Although this “troubled” the U.S. State Department, it’s nothing new. Soros’ Open Society Institute was previously kicked out of Moscow twelve years ago, but the CNBC report failed to mention this. Don't expect other media outlets to make the connection either.

In 2003, the Los Angeles Times reported that the Moscow headquarters for Soros’ foundation was raided and people evicted by armed private security. Though the eviction was blamed on a rent dispute with the building’s landlord, it happened shortly after Soros spoke out against the jailing of Mikhail Khodorkovsky, who was arrested on “tax evasion, forgery and fraud charges.”

Khodorkovsky had created his own organization, the Open Russia Foundation, which was based on “Soros' Open Society Institute and had close links to the Soros Foundation's work,” according to that report.

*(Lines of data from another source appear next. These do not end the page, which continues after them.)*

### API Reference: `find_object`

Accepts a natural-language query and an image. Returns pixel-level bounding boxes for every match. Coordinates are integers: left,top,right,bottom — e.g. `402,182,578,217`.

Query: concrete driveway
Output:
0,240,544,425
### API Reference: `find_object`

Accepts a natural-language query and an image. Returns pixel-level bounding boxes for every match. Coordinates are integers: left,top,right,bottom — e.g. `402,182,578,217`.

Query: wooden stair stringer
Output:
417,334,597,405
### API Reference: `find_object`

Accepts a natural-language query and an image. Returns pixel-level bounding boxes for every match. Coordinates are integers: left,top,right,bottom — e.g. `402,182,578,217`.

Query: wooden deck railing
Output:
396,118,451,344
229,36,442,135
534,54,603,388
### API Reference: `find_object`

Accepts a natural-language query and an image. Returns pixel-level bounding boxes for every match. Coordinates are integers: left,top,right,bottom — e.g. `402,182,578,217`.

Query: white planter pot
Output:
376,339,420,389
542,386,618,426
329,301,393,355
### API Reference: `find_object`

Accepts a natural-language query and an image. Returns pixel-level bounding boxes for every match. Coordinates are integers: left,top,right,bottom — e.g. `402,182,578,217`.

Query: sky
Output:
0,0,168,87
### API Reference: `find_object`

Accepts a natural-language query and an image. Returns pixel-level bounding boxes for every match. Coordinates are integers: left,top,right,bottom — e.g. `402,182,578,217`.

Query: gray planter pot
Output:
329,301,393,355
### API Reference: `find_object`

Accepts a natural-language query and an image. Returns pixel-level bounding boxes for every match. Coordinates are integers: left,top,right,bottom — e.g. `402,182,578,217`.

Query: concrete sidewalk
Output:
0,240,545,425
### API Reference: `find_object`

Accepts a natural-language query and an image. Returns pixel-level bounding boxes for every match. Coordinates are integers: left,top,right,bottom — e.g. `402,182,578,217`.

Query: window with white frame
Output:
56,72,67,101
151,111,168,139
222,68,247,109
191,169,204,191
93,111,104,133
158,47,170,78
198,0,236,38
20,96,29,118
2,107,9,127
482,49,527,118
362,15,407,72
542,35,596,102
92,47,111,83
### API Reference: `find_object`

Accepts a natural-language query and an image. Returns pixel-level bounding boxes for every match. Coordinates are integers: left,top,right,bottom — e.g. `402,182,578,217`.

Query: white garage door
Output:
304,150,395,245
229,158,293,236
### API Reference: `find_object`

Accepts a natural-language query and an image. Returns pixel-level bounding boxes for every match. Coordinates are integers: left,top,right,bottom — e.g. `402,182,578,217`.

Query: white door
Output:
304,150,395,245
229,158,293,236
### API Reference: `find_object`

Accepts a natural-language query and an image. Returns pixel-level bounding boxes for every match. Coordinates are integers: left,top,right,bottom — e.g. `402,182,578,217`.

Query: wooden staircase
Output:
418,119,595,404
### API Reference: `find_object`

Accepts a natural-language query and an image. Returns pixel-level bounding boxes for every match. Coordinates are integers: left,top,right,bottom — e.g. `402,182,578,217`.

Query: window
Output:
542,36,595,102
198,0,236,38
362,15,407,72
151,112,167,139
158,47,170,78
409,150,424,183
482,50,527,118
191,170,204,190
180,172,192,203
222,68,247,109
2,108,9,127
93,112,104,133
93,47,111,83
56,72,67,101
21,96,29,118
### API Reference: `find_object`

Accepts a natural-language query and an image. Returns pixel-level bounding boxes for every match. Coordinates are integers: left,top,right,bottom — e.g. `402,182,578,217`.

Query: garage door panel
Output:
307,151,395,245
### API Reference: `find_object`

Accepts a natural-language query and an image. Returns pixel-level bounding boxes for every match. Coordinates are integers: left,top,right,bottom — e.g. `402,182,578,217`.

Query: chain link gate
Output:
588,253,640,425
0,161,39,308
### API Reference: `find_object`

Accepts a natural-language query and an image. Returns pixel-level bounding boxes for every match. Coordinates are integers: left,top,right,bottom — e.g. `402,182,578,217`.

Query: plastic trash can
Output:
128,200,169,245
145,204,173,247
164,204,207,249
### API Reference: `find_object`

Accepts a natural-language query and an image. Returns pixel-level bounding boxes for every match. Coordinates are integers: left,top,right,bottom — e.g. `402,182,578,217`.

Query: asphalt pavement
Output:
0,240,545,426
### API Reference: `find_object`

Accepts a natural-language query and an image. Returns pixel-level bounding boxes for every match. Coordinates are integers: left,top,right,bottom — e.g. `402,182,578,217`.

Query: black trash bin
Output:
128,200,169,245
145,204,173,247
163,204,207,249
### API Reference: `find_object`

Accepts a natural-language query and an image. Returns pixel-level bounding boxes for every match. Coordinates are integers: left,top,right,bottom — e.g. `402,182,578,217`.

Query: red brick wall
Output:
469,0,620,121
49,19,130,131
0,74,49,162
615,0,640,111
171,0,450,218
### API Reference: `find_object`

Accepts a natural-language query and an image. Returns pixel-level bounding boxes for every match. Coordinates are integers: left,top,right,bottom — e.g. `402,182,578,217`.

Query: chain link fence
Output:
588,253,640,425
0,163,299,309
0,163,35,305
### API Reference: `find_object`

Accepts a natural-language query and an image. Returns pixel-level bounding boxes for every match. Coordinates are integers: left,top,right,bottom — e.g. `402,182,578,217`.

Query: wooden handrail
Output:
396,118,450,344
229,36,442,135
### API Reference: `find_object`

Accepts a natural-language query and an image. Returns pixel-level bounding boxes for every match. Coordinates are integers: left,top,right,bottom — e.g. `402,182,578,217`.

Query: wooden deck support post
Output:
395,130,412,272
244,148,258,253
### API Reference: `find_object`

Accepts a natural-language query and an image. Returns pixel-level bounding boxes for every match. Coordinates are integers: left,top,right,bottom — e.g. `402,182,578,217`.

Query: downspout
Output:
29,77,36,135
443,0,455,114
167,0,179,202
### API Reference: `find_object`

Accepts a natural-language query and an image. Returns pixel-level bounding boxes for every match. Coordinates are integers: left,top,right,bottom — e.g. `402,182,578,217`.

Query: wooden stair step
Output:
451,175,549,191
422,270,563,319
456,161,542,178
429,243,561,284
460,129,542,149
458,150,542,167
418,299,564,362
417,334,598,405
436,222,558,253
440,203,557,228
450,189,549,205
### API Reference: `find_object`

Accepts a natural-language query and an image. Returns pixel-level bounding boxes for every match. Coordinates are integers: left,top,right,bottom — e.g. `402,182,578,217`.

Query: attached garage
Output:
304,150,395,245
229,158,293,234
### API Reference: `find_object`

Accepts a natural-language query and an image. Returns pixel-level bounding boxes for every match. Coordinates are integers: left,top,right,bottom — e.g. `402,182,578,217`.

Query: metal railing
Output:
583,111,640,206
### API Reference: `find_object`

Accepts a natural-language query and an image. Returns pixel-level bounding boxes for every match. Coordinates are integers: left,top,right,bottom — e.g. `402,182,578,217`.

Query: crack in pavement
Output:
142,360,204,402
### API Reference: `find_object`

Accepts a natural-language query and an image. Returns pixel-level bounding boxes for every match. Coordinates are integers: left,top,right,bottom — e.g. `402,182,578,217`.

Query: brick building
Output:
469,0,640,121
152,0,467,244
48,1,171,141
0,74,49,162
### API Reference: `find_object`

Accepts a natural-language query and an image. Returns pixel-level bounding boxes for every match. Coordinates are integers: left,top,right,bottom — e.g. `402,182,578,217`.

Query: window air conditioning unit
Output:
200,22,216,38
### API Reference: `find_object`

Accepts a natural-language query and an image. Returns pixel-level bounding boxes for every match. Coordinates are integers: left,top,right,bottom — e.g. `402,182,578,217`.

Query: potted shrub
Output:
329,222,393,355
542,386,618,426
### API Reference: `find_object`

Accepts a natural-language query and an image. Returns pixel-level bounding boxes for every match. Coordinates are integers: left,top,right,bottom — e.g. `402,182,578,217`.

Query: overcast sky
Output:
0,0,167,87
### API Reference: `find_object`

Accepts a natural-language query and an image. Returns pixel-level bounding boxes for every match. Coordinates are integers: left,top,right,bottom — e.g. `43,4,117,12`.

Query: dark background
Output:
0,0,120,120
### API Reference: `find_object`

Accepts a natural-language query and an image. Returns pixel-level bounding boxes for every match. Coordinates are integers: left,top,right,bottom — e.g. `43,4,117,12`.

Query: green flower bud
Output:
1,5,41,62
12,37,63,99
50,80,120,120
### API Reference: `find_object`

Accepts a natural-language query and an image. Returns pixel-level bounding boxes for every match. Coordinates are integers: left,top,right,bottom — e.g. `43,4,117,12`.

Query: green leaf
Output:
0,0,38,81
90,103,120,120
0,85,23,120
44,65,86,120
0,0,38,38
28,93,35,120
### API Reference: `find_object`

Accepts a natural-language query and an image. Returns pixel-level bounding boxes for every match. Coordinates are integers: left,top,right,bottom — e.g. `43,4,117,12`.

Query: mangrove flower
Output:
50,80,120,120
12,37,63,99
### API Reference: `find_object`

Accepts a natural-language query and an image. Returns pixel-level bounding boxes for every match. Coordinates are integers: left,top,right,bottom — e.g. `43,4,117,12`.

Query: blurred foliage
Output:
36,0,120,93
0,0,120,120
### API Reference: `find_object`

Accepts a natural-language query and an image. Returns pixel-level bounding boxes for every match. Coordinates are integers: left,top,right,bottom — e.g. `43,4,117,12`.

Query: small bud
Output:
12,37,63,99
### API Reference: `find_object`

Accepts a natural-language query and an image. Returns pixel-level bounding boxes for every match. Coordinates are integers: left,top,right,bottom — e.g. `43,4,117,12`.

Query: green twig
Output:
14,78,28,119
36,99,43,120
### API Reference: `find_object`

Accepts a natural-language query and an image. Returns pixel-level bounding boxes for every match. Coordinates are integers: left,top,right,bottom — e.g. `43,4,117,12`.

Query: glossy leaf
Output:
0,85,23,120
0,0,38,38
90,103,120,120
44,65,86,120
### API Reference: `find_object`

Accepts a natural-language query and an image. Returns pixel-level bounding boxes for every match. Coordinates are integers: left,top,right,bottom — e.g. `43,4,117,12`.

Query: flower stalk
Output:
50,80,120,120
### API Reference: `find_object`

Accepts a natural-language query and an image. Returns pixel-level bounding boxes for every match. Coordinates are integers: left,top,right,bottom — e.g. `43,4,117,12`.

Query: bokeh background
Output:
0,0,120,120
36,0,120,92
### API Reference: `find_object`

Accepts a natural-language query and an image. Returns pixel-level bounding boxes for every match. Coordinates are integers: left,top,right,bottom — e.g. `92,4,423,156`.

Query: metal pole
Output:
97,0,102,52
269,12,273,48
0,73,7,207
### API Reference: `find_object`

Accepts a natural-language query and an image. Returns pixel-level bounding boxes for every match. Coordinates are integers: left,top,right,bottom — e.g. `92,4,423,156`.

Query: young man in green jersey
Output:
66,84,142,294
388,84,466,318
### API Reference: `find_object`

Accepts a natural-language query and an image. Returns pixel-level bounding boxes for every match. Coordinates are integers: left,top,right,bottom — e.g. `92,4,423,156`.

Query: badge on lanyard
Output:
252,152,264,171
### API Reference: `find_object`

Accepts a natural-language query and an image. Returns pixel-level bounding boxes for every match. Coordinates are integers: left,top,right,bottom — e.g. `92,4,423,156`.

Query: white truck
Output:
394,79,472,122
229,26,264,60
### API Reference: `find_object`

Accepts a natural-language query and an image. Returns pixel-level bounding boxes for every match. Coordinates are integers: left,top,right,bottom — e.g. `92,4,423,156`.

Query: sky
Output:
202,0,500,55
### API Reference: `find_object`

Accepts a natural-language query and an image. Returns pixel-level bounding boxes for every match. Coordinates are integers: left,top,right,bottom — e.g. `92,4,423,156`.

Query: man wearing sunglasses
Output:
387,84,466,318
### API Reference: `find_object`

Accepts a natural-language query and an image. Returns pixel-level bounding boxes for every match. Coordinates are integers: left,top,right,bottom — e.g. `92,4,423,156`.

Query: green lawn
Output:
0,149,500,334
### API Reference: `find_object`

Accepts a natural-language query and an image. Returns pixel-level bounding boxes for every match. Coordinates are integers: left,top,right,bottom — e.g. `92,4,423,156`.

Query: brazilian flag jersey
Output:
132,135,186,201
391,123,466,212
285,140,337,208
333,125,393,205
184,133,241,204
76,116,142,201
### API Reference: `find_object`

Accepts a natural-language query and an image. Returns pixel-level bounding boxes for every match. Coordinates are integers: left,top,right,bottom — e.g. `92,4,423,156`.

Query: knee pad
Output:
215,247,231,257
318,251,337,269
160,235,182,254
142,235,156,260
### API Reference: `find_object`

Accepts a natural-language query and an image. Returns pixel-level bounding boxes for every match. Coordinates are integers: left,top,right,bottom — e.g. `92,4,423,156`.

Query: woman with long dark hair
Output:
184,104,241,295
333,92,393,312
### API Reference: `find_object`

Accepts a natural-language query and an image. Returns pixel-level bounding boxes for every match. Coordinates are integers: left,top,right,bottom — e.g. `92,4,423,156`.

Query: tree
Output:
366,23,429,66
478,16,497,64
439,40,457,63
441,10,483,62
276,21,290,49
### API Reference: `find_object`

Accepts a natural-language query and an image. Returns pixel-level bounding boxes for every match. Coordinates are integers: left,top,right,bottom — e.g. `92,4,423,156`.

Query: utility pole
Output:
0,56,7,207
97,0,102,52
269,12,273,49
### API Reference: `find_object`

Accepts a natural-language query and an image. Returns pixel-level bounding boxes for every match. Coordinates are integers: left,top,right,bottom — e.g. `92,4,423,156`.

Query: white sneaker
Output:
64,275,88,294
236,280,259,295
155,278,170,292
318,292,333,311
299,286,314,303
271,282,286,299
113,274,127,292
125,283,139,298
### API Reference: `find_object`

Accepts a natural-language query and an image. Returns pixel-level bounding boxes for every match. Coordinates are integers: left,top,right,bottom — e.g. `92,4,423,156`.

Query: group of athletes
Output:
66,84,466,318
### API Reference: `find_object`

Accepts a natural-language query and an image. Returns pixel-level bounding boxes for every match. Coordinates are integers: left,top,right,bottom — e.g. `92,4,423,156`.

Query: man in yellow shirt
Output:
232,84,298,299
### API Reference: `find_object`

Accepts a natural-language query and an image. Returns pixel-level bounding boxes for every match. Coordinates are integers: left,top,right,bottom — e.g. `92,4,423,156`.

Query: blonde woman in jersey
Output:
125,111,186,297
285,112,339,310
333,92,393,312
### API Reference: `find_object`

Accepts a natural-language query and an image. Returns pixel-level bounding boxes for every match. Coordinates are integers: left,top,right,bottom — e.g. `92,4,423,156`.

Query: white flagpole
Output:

The State Department condemned the latest Russian ban against Soros, saying, “we are deeply troubled by Russia’s continued restrictions against civil society organizations in Russia,” according to Fox News.

“We urge the Government of Russia to uphold its international obligations and commitments to respect the freedoms of expression, peaceful assembly, and association, and the rule of law,” the State Department concluded.

Soros’ interventions abroad have not led to ‘peaceful assembly,’ however. Internationally, he is often a hated man, given his tendency to help start revolutions, undermine national currencies and fund radicals around the world.

In his book, “Open Society,” he even calls himself “an active participant in the revolution that swept away the Soviet system.”